We initiated these experiments with several expectations: based on our prior probability learning work (Shaqiri and Anderson, 2013), we expected the presence of neglect to interact with statistical learning deficits. Therefore, we partitioned our right brain damaged (RBD) participants into subgroups with (+N) and without (−N) neglect. In some prior work on updating mental models, we had found differences between left (LBD) and right hemisphere stroke patients (Danckert et al., 2012), and so we also included a LBD group. While many types of learning decline with age, not all do, and this may be particularly true for some forms of implicit memory (Howard and Howard, 2015). Thus, we included both old (OC) and young controls (YC) to compare the stroke patients to participants of the same age, and to address age effects. However, our initial results showed a generally poor performance of all the brain damaged groups. We therefore undertook a more exploratory, less hypothesis driven effort to characterize the extent and nature of the impairment, its sensitivity to manipulations [that had been shown to work in healthy adults (Gebhart et al., 2009)], and a broader investigation of healthy participants to confirm that we were able to reproduce the basic effects reported previously with these testing materials. In the end, we ran several small studies in which all participants were tested on their ability to learn a single language and that allowed us to do a large omnibus test of statistical learning ability. In addition, we could also test the effects of the secondary manipulations in a broad way. Because these secondary manipulations are exploratory, there might be a greater risk of type II error than type I, thus, we have not adjusted for multiple statistical comparisons. Readers should be aware of the exploratory natures of our studies and the risk that any statistical significance may be inflated by multiple comparisons.

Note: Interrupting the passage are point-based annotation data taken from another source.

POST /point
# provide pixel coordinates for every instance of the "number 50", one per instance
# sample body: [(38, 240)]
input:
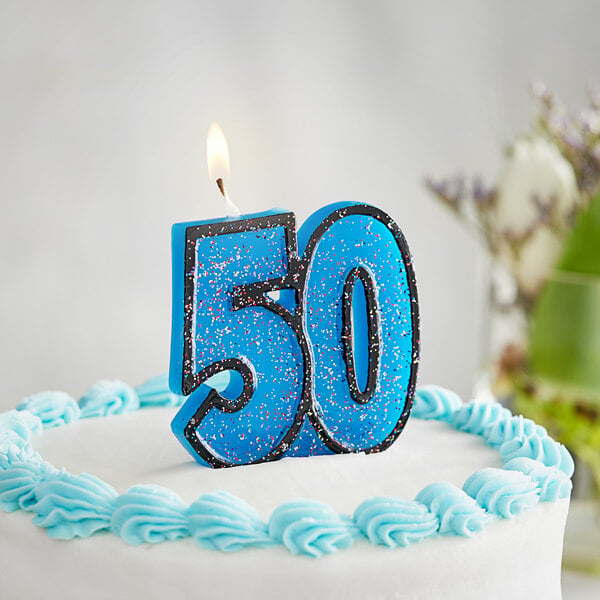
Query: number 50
[(328, 366)]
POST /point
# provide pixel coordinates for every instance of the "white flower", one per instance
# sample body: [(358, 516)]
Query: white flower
[(535, 173)]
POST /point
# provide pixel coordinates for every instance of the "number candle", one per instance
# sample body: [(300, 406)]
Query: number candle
[(329, 367)]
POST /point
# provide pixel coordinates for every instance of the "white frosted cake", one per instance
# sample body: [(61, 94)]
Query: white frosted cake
[(469, 502)]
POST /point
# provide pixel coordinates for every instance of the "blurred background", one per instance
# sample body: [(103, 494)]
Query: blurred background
[(104, 110)]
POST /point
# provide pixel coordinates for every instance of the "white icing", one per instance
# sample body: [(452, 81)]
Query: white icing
[(518, 558)]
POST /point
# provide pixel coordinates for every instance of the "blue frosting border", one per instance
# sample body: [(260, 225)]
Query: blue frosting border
[(536, 469)]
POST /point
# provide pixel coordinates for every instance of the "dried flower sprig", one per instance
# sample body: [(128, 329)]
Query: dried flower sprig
[(575, 133), (550, 177)]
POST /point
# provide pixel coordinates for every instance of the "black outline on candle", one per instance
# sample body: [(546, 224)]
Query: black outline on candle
[(256, 294), (253, 294), (361, 274), (313, 414)]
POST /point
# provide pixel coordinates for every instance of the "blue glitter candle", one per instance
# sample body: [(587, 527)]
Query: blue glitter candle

The outline of the paper is as follows. We first present the methods for all experiments and for all groups: healthy young, healthy elders, RBD +N, RBD −N, and LBD. We begin the results section with omnibus analyses. We show that our young adult data replicates prior work and that brain damage impairs statistical learning. We report the specific experiments in more detail to look for hints of any beneficial effects of increased exposure, different length rest breaks, or information about the nature of the learning task. Lastly, we discuss the fact that, despite our expectations, damage to either the left or right hemisphere appears equally likely to produce statistical learning impairments. We conclude with an exploratory voxel lesion symptom mapping analysis to ask, regardless of hemisphere, which brain region is most predictive of statistical learning impairments.